Kangana Ranaut gets candid about her childhood, her rebellious streak and how her busy schedule helps her cope during low phases.
National Award-winning actor Kangana Ranaut has been embroiled in controversies for the last couple of months, the latest row being about sharing the director’s credit with Krish Jagarlamudi. The actress who was in Delhi for a Signature Masterclass shared her inspirational journey with her fans where she recounted her childhood days, roadblocks and triumphs on the path to becoming the force to reckon with in the film industry. The 31-year-old actress revealed that “nothing is impossible” if one gives their “heart and soul” to what they believe in.
Recalling her childhood days, Kangana says, “I remember being protective and overprotected. I was very different from other children as a kid. While others would be playing, I would doze off under a tree. I was lost as a child and was always very quiet. Every child has a personality of their own and I was a bit different from the rest.” The actress who has a younger brother and elder sister was considered the rebellious child. “At the age of 14, after tenth grade, I demanded to go to Chandigarh and from a small school, I moved into a huge school with lots of people. For me, the campus was intimidating. I was a good student but I couldn’t cope up in this setup,” she admits and recounts how as a teenager, she was left in many do-or-die situations and it was her passion to succeed that eventually led her to toughen up.
But her heart was not in academics and after telling her parents about her disinterest in studies, she left for Delhi to begin her modelling career. “I couldn’t stay in the hostel where my father sent me and he could never empathise with me as he couldn’t understand that I was having trouble with studies. He became stern with me and during weekends, when children would call home, he wouldn’t take my calls and told my mother that I need to become tough,” she explains and adds that for each assignment, she was paid about Rs 7,000 to 8,000.
But modelling didn’t work out too well for Kangana and she then joined an acting workshop, which made her realise the true meaning of acting and theatre. That was a turning point in her life and she started to believe in herself. “If your intention is right in your heart, you will never fall flat on your face. I am a very straightforward person and say whatever I believe in,” she quotes. Talking about her professional life that has seen a more than a fair share of ups and downs, she reveals, “I feel my professional life is like walking on a thin rope. Politicians, actors and all those who are in the limelight, face a lot of criticism, at times. I feel I have faced a lot of challenges in the last few years where my films weren’t doing so well and a few people filed cases against me. I felt cornered when I had my accident while fighting (in a scene of a film). I had 18 stitches on my forehead and six people attacking me simultaneously in the media.”
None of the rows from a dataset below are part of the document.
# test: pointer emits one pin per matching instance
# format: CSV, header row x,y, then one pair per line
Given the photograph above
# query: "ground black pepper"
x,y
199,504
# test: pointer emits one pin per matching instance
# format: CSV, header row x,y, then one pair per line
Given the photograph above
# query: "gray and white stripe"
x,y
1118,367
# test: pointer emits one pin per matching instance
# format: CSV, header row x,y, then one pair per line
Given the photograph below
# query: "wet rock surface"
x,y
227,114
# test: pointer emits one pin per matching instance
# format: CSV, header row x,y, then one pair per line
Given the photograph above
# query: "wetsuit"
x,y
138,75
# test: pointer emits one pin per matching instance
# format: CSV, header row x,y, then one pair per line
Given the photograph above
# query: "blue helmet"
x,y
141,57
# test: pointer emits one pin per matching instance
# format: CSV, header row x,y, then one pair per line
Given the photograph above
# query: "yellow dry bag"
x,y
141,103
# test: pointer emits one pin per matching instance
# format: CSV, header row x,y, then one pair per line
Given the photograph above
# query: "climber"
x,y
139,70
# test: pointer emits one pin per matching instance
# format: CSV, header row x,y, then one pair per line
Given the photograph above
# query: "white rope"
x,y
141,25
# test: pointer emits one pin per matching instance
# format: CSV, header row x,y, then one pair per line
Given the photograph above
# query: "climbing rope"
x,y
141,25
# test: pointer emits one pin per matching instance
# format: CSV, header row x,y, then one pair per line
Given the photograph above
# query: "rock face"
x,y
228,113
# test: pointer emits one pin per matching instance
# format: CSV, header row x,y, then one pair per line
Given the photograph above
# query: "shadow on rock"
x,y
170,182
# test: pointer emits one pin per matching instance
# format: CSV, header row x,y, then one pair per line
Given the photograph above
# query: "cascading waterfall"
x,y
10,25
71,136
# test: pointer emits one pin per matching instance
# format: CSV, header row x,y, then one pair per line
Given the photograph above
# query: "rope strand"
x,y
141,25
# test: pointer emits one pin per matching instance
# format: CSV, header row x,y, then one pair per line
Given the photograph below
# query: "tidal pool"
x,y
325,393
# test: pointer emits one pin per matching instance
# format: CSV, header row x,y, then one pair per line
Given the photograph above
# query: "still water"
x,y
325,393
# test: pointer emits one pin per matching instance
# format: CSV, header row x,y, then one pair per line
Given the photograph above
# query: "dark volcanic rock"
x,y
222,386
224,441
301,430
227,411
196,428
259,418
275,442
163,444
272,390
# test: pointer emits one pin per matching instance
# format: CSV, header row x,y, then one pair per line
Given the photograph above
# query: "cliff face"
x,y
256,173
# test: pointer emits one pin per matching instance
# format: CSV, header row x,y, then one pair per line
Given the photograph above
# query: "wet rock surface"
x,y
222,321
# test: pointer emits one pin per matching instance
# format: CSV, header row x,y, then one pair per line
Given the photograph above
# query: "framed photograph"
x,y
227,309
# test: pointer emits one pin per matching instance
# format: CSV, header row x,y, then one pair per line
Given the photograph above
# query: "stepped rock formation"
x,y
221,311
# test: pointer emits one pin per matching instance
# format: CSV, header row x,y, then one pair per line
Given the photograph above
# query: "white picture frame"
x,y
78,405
But the feisty actress doesn’t believe in lying low or feeling cornered. “Everyone goes through a low phase at some point of time or the other but I don’t get depressed during a low phase. I keep myself happy and worry about my career but not too much. I have a closely-knit group of friends and family with whom I spend time and feel happy. My heart and soul were in for Manikarnika as this story belongs to each one of us. It is not like Rani Laxmibai was my relative; she belongs to each one of us. Whatever we are today is because of those who fought and sacrificed their lives. Yes, crossing the 100-crore mark does say that the film is a success. I didn’t charge a single penny to direct the movie. I was completely devoted to it and it was like a seva for me. People love it and are overwhelmed after being connected to the legacy. Though some people are being obnoxious and ganging up against me in the industry,” she says.
The actor who spent a considerable amount of time in Delhi finds the city to be “lovely and unlike Mumbai”. “I have met horrible people in Mumbai and still meet the most obnoxious people who are different from the rest of the world. I have lived in many places but Mumbai is a completely different place altogether. Mumbai has been a place where I have had extreme situations,” she says.